U-M physician has a challenging first day on the job in Ghana

January 5, 2016  //  FOUND IN: Announcements,

Greg Basura, M.D., Ph.D., remembers the first time he examined patients in an ear, nose and throat clinic in the West African nation of Ghana.

The examination room was crowded with 10 to 15 nurses, doctors, residents and other people. He was trying to figure out the set-up and the workflow. What instruments were available? How did the patient’s chair work? What did the medical records say?

He began screening patients and discussing his findings with a resident. As he worked, he started to notice that one of the Ghanaian doctors seemed to be growing impatient. Finally, the physician tapped Basura on the shoulder and led him outside into the hallway.
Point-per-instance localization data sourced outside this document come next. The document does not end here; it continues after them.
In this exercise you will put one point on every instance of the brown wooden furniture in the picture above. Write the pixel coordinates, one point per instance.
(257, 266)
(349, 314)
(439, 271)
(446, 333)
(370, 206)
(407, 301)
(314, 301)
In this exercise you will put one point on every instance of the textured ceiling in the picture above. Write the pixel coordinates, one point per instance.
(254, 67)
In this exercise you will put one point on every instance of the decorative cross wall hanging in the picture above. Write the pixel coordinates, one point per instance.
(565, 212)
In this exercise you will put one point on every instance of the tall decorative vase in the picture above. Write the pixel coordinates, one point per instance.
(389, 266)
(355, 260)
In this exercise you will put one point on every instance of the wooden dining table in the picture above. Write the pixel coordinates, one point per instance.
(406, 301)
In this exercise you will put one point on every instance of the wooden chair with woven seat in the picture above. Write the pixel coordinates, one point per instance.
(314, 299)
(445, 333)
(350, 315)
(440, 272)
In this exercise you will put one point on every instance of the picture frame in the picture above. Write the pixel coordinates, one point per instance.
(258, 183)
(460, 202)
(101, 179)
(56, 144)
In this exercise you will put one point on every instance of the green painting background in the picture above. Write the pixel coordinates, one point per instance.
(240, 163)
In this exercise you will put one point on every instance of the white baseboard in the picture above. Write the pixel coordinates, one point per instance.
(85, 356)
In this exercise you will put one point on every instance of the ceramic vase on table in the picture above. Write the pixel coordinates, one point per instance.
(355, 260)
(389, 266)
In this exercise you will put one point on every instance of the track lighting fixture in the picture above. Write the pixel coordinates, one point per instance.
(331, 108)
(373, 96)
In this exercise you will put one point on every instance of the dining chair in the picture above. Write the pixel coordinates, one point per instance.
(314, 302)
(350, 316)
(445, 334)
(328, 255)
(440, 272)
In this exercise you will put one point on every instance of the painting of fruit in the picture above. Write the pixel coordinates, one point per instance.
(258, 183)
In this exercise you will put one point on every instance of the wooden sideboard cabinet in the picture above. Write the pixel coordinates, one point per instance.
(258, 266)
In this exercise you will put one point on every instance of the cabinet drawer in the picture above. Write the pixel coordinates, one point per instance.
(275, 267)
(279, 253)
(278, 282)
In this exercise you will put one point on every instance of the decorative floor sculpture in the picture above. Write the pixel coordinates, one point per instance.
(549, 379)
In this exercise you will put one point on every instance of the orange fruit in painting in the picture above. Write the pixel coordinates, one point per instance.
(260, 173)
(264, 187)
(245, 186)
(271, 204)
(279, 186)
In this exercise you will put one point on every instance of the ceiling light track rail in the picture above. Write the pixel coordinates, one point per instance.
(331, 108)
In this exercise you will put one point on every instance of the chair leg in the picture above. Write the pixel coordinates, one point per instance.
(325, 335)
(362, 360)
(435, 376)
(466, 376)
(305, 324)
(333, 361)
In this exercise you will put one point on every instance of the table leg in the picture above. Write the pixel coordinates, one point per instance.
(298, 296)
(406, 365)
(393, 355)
“There was a line of patients all the way down the hallway and around the corner. It kept going and going,” said Basura, a U-M neurotologist in the Department of Otolaryngology-Head and Neck Surgery. “I could see about 30 to 40 people, but I couldn’t see the line once it turned the corner. We had to get through all these people.”

That happened last March when Basura traveled to Ghana to help establish a new training program for physicians in otolaryngology at Komfo Anokye Teaching Hospital in Kumasi, the second-biggest city in Ghana. He and the U-M team of otolaryngologists brought drills and microscopes for a new “temporal bone lab,” where surgeons could practice their skills drilling through the skull to operate on the middle and inner ear.

Basura also performed a few surgeries. The dilemma he faced was that his Ghanaian partners wanted to make the best use of his skills and have him operate on some extremely complex cases. But Basura preferred focusing on more basic cases that would be better teaching opportunities for the young Ghanaian physicians.

In October, Basura returned to the country for a week of screening patients and operating with his Ghanaian colleagues. The new collaboration’s goal is to train two physicians so that they can teach their residents. Eventually, the center will train doctors from across West Africa.

“We’re banking on their interests, their motivation and dedication. We’re investing in them so that they will invest in everyone else,” Basura said. “You hope it becomes like a domino effect. You kick a couple dominos over and they all start tumbling.”